TEN MINUTES LATER they crowded into an airlock above the collapsed levels of the habitat. They had encountered no more resistance on their way here; it seemed that Crisler's people were spread out, perhaps mostly in the construction shack. If there was a way to get up past the hub and down to the other habitat without being lasered, they might well have been able to take over the Banshee. The hardened defenses of the starship were too strong, though.
Rue undogged the cover over a small quartz window and gawked up through it. "Yeah, there they are. See?" She stepped back and let Barendts look.
"Big black plates," he said. "Halfway up the cables. What the hell are those?"
"Antimatter generators," said Rue. She'd heard all about this stuff from a scientist who'd chatted her up shortly after they embarked for the Envy. "The Banshee can direct the particle stream coming in from the ramscoop through those tungsten plates. The radiation mostly just heats the plates on the way through, but a tiny fraction gets converted to antimatter and collected with magnets. That way, the Banshee can replenish her antimatter supply just by, say, orbiting close around a star and turning on the ramscoop."
"So?" said Barendts. "What's the point?"
"The point is those plates are designed to be put in the way of energy beams. The Banshee's lasers aren't going to get through one."
Barendts nodded. "So if we cut one loose…"

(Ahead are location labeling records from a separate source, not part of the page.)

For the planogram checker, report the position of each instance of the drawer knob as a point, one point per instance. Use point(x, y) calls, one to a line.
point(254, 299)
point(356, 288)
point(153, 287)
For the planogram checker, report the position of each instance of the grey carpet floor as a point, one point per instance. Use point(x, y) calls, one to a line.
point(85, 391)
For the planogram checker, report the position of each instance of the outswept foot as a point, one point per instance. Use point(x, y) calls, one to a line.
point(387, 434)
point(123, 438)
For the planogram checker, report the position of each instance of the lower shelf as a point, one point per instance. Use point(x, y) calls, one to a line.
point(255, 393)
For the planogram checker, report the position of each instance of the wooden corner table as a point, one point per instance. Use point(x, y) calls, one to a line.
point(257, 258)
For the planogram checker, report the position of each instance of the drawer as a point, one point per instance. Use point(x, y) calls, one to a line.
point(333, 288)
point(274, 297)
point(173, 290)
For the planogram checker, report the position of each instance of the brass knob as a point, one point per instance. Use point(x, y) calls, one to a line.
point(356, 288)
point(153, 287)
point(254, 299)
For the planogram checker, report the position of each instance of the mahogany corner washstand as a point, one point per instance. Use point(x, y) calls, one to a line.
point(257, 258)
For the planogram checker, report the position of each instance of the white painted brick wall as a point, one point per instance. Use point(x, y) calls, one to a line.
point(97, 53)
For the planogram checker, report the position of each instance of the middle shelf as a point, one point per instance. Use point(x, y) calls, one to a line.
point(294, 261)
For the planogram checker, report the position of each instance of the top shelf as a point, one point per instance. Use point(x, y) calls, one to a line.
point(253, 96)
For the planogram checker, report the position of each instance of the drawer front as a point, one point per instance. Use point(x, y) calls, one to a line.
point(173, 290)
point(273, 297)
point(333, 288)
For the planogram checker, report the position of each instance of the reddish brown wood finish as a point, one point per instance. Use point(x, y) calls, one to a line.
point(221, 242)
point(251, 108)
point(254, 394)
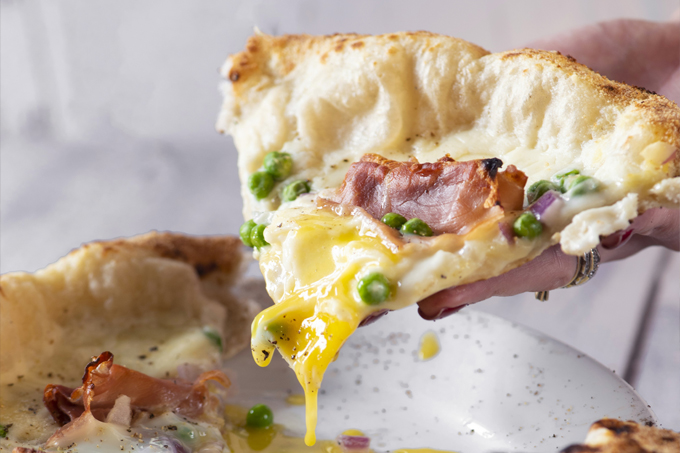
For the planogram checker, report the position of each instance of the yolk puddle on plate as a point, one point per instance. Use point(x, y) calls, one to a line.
point(429, 346)
point(243, 439)
point(308, 340)
point(311, 322)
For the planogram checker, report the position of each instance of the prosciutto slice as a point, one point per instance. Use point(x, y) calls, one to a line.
point(104, 383)
point(450, 196)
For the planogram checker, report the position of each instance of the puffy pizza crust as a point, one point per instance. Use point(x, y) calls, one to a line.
point(328, 100)
point(147, 299)
point(616, 436)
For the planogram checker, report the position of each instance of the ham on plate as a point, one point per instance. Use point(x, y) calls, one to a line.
point(450, 196)
point(104, 383)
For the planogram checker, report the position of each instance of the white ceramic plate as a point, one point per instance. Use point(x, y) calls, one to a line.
point(495, 386)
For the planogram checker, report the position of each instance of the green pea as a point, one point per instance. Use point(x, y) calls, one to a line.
point(278, 164)
point(260, 416)
point(416, 226)
point(294, 189)
point(564, 179)
point(537, 189)
point(214, 337)
point(393, 220)
point(582, 185)
point(374, 288)
point(527, 226)
point(245, 231)
point(260, 184)
point(257, 236)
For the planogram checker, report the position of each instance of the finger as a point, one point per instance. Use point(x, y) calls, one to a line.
point(638, 52)
point(552, 269)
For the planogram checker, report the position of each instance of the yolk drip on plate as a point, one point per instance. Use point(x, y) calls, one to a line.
point(429, 346)
point(310, 324)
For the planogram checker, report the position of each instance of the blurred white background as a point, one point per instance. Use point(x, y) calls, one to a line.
point(107, 129)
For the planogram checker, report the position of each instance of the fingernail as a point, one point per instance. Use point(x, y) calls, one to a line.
point(443, 313)
point(617, 239)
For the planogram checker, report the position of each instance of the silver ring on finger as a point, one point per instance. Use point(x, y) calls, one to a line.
point(586, 268)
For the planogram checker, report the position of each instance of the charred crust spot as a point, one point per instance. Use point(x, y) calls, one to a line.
point(644, 90)
point(492, 165)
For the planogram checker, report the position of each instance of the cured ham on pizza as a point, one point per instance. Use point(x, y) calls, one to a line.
point(367, 166)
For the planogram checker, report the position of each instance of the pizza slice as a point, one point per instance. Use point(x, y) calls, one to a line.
point(378, 170)
point(167, 306)
point(616, 436)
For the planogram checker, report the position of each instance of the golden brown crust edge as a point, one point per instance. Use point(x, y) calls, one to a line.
point(204, 253)
point(616, 436)
point(272, 57)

"Exactly. Do you think we can get there outside?"
Barendts shook his head. "We'll have to go up the elevator shaft." The shaft was an inflated tunnel that paralleled the cables, joining the habitat to the central hub of the ship.
"All right, let's do it."
They piled out of the airlock. A set of elevator doors faced the airlock in the attic of the habitat. Two of her men set to prying the doors open.
Blair was pacing up and down, trying to get comfortable in his suit. They'd taken suits from the tasered R.E. soldiers for both Blair and Rebecca. Blair's was too small.
Something behind the door broke and they slid open. Barendts jogged over and stuck a mirror on a pole out into the shaft. He examined it for a few seconds, then said, "There are autoguns in there. Antipersonnel tasers, I think."